Anlık İleti - 1

21 Nisan 2009 Salı

 

Yok işte yok. Ne ismi ne cismi, hiçbir şeyi yok bunun. Anlamı da yok. Yazacak bir şey de yok aslında. Gözyaşlarım yetmiyor mu yaa? Konuşmaya ne hacet? Sanki konuşsam da umrunuz da mı? Siz mutlusunuz. Hepiniz mutlu. Ama ben değilim. Gün geçtikçe de daha da kötüleşiyorum. Ölmek istiyorum anlıyor musunuz? Hayır, anlamıyorsunuz işte. Yeter bu kadar! Kendime zarar vermek istiyorum, vermeye de başladım zaten. Kan akıtmak istiyorum.
Siz hiç günler boyu çatık kaşlarla dolaştınız mı? Her şeye ama her şeye sinir oldunuz mu? Şu anki halimi tarif edeyim mi? Hadi edeyim.

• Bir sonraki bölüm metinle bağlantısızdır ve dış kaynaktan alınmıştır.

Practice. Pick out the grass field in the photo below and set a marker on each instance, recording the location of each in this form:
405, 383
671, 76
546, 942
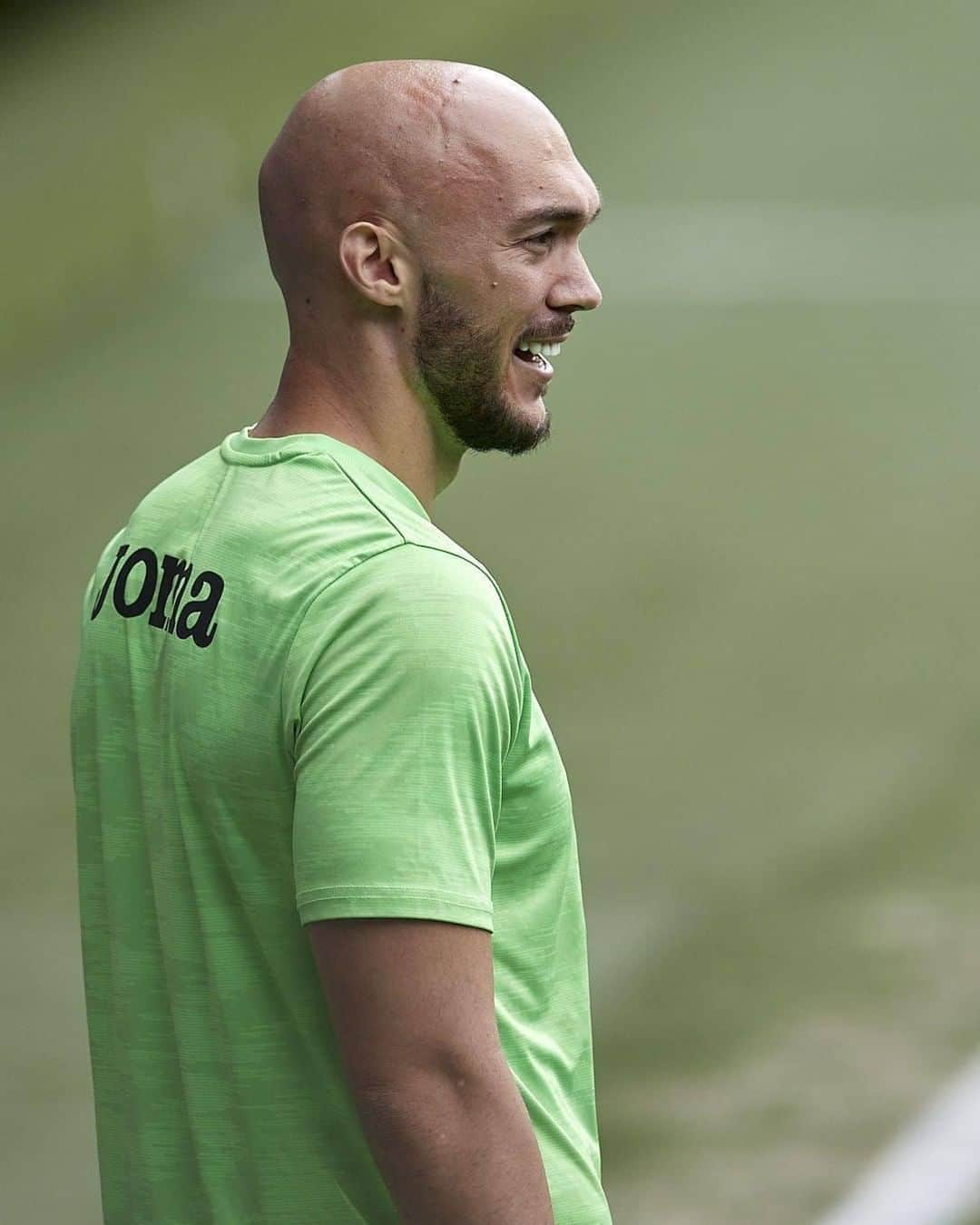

Yerde oturuyorum, bağdaş kurmuşum. Kulağımda kulaklık, sesini iyice açtığım haykıran bir müzik dinliyorum. Dişlerimi sıka sıka şarkıya eşlik ediyorum. Bacaklarım sinirden titriyor, habire sallıyorum. Kaşlarım çatık, ekrana nefretle bakıyorum. Çenem titriyor, çünkü ağlıyorum. Midem delinmişçesine, başım çatlarcasına ağrıyor. Tanıdınız mı? Bu benim işte. Kaç zamandır bu halde olan ben. Tanıştığınıza memnun oldunuz mu? Bence olmadınız. Olmayın da.
Her neyse. Niye uzatıyorum ki bu yazıyı. Bitti işte. Bu kadar.